Por inércia, deixou a televisão ligada no mesmo canal, e o noticiário deu lugar ao preparo de uma receita que gourmetizava a moela de frango, apontada como solução mais barata para que o povo ingerisse proteínas gastando menos que em outras carnes.

Teve a impressão que a programação, ao invés de realmente salientar que essa sempre foi uma saída financeiramente viável, dava a entender que com a crise aguda e generalizada de então, era possível deixar uma eventual vergonha de lado e comer pelo que se podia pagar.

Para Zími, sempre foi necessário levar em conta o custo-benefício.

Alcançar o mesmo grau de nutrição, com um custo menor que o de outrora. Pode supor que grande parte da audiência, em TV aberta, já dominava as técnicas do custo benefício, por força da necessidade.

Todo o cenário para mostrar o preparo da moela parecia um outro planeta em comparação à vida real das massas, a quem o programa certamente estava direcionado e sendo muito assistido.

Mais um motivo para que se tornasse vegano. O preço do queijo o ajudaria a não trair o movimento.

Com tanta desgraça por toda parte, sentia-se quase culpado por reclamar da vida que levava.

Não chegava a ser uma vida de merda, mas era limitada por falta de dinheiro.

A questão do sofrimento matutino no transporte público era tão relevante para ele, que sentiu por anos um tempo precioso de vida escorrendo para o ralo de uma maneira feia, que mesmo vivendo com um salário mínimo e meio, pensava se não era demais privilegiado por trabalhar em home office, fumando maconha de bermuda e chinelo, bebendo muito café, enquanto alguma estação de metrô entra em colapso.

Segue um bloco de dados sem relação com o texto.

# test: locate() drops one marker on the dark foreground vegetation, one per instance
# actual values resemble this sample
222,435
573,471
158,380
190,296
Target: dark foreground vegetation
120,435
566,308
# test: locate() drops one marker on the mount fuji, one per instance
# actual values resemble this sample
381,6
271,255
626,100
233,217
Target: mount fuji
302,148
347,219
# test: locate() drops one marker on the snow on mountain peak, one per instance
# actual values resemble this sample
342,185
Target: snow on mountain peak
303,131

E entra em colapso numa manhã chuvosa, e compromete todo o sistema da vida de cada uma daquelas pessoas, que estão com guarda-chuva, mas com a meia molhada, esperando por um serviço caro e precário, e tendo vários outros problemas, inclusive o trabalho, que era o destino planejado, em manhãs que em dias comuns já não costumam ser muito promissoras.

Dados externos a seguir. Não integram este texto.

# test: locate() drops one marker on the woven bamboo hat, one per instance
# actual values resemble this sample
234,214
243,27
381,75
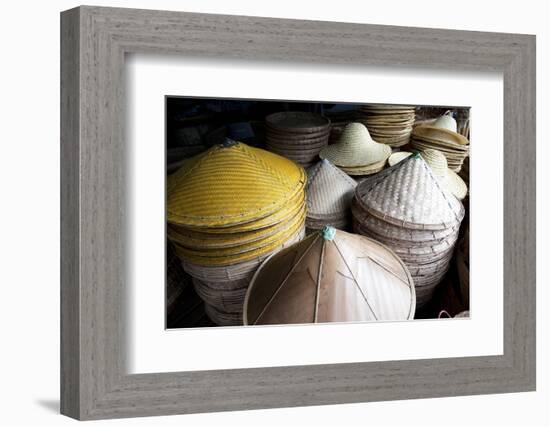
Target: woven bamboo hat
233,204
410,195
444,128
355,148
388,124
329,191
397,157
438,163
331,276
231,184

À tarde, Zími aproveitava que tinha que trazer algo da rua, então saía, perambulava e voltava à noite.

Na tarde do dia da receita de moela, ele saiu e encontrou Tito, um vizinho que morava no prédio e entrava enquanto ele saía.

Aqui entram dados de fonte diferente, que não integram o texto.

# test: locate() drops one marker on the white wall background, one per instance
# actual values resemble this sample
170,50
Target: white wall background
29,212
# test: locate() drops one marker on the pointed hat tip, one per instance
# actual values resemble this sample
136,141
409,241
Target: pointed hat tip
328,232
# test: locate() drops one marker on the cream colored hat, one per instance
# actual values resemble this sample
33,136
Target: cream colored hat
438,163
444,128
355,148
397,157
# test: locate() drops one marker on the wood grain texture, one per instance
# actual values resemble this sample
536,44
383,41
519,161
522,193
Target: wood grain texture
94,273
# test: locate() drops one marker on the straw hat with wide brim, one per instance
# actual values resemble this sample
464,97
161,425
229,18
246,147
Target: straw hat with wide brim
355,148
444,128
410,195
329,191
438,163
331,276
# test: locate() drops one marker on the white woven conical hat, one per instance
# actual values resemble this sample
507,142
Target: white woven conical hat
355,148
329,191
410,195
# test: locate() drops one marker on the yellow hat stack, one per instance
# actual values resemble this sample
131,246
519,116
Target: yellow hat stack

Tito era vegano, e seria curioso comentar com ele sobre a crise e as adaptações que as pessoas que comem carne tinham que fazer para não deixarem de comer algo que para essas pessoas é imprescindível.

A maioria dos amigos de Zími era constituída de vegetarianos e veganos. Comia carne, mas não com essas pessoas, e gostava muito da comida deles.

Tito, logo após cumprimentá-lo, disse a Zími que precisava fazer uma redação para a escola.

Carregava um belo case preto e retangular da Fender.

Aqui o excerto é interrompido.